Seven, you don’t have to live with a bunch of strangers if you don’t wish. You will only have to put up with me. And as long as I know, I have answered all your questions and will continue to do so. So you can ‘unstrange’ me any time.
Eight, its not 14 days, that’s maximum. It is actually as long as your father makes it.
Nine, I never knew opening a window mean so much to you. You could have just insisted and I would have allowed.
Ten, not only god, I also know what more. There is nothing more.
Eleven, you don’t find this quiet funny, you are actually angry at me.
Twelve, it is a repeated point, you can call me Jon.
Did I miss something? I counted thirteen wrongs… .. Ah! Yes!
Thirteen, I still say you are not my prisoner.”
“Whoa! That is quite a list. You can also be talkative.” I was surprised at the long answer and purposefully forgot my anger.
“Yes, I am quite talkative if I find the right listener.”
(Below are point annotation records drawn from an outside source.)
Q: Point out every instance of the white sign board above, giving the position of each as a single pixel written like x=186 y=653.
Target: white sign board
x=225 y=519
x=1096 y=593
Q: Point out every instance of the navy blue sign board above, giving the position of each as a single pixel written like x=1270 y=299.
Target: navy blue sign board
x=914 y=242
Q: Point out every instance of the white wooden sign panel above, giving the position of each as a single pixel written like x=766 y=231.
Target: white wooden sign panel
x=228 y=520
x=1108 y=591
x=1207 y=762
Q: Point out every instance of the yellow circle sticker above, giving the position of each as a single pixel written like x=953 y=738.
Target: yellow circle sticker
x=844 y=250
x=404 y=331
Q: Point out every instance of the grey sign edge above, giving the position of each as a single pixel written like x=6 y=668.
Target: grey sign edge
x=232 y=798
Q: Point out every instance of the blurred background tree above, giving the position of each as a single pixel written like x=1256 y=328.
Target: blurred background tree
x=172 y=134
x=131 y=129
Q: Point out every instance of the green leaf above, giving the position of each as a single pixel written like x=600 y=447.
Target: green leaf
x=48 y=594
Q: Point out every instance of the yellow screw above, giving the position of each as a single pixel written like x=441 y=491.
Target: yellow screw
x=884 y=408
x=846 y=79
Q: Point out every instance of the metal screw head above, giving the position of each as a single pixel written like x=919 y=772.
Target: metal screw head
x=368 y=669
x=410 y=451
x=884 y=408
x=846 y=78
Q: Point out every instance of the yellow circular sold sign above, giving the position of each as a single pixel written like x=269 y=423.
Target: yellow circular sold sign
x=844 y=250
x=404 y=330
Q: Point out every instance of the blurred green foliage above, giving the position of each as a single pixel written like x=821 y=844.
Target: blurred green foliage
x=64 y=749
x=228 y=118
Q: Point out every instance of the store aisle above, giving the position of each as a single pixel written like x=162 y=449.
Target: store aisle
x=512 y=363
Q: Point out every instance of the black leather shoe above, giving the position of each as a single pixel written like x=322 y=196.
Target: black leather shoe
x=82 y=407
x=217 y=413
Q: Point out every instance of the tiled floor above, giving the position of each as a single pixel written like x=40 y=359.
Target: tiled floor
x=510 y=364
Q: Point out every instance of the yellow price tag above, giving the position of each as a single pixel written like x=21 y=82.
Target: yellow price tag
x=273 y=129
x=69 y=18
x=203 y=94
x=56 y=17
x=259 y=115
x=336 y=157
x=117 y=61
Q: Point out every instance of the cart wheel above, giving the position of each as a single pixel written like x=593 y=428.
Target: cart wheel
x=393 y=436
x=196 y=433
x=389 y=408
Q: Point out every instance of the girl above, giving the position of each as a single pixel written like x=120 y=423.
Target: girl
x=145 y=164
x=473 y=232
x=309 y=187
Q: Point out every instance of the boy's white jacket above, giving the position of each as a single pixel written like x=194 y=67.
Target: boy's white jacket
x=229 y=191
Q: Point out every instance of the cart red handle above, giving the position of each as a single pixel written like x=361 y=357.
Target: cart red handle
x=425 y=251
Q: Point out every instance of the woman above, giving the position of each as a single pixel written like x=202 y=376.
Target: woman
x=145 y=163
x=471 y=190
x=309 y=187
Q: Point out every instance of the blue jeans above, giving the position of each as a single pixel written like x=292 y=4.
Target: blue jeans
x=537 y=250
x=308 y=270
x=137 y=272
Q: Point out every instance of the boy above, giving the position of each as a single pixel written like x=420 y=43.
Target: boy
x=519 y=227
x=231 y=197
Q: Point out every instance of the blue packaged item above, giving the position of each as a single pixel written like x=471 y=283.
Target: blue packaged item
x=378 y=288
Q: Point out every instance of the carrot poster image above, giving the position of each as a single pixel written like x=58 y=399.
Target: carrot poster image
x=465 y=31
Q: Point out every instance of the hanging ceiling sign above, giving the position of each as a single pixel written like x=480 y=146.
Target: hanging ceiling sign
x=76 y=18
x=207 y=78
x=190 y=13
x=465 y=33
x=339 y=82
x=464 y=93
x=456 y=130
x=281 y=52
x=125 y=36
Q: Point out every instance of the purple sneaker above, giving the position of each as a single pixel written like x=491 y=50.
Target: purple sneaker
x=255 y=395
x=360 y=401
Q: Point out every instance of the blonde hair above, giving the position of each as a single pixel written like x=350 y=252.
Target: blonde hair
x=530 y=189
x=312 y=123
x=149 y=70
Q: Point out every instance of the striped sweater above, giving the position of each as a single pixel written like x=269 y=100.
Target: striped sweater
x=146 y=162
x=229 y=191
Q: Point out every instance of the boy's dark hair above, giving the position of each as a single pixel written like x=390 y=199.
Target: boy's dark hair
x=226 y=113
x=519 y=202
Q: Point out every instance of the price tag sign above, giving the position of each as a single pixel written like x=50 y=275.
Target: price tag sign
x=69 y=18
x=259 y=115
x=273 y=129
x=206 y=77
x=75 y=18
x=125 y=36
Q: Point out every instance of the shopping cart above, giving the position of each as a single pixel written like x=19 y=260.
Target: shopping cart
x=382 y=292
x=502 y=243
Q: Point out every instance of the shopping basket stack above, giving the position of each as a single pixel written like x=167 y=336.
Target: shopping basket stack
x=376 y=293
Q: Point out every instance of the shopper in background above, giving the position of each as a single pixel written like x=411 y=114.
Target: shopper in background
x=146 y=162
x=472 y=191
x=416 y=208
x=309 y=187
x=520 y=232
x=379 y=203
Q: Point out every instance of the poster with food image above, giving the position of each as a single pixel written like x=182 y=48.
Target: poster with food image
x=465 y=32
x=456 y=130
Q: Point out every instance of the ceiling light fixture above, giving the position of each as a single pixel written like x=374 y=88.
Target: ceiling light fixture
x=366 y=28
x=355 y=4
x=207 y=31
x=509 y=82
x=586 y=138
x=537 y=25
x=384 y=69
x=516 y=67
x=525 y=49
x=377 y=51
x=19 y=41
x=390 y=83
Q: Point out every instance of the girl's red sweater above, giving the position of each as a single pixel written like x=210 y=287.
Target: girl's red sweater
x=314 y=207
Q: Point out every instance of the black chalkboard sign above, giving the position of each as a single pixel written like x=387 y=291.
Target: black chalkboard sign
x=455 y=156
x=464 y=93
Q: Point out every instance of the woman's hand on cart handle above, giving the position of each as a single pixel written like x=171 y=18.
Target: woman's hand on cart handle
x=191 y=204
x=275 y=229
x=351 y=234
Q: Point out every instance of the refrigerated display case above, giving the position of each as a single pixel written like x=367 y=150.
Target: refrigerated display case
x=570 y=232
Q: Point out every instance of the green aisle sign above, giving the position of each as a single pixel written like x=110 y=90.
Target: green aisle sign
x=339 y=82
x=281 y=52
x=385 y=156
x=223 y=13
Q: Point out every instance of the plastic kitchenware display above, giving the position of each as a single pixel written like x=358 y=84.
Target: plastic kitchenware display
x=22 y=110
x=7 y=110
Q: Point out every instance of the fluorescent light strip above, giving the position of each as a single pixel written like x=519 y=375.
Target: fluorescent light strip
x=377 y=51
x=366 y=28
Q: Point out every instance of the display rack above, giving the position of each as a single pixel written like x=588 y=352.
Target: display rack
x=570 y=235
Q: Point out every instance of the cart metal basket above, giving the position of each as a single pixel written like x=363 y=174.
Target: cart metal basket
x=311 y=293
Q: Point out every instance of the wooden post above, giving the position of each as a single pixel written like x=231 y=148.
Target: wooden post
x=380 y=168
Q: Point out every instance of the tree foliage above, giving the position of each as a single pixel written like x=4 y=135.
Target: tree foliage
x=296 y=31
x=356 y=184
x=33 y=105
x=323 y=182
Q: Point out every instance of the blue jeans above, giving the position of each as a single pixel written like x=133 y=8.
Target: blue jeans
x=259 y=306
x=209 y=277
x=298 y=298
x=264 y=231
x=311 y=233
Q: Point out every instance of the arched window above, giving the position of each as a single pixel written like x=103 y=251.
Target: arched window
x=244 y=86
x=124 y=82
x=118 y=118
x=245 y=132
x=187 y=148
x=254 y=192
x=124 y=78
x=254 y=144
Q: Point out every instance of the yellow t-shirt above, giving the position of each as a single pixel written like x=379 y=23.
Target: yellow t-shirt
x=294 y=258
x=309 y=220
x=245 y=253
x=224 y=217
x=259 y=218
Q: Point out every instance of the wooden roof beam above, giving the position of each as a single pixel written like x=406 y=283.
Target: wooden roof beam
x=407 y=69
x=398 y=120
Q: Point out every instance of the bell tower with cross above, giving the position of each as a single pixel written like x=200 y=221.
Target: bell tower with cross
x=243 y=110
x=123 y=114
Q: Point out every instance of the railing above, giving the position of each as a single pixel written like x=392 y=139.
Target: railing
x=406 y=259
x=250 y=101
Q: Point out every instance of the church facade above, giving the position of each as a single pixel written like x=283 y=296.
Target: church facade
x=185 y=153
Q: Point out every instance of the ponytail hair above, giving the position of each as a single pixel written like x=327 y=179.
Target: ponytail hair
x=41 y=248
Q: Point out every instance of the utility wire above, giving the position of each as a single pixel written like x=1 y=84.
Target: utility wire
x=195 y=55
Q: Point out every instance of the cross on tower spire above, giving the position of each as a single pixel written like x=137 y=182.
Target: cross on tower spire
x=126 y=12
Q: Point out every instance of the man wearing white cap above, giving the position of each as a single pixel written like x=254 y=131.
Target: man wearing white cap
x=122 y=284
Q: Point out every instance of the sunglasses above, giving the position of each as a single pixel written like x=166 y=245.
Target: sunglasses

“You must also have a damn memory to remember that lot from something that I blurted out in anger, Mr. Peter.”
“Jon please, Elena.”
“Jon.” It was strange answering to that name. But still for something that I yet didn’t knew, I held my name a secret.
“And I don’t need a damn memory to remember what you said.”
“What do you mea…”
“We are home.” He said as we pulled into a gate of a bungalow.
“You call this home? I call this palace.”
“Yeah, its a bit big. I agree.”
“A bit?”
He just smiled to it. That was when I realized his home was in middle of woods. Though his plot was huge, it was surrounded with walls, with a well-built garden and lot of trees. We had to round about three fountains after the gate to reach the porch.
I was amused of the vastness of the house that I didn’t realize Jon getting out and opening my door.
“Welcome to my home. Sweet home”, he said with a bow.
I got out and bowed back as gracefully as I could. This would have looked like a Disney seen if I was not in my nightdress. I laughed at the irony. I saw him smile too.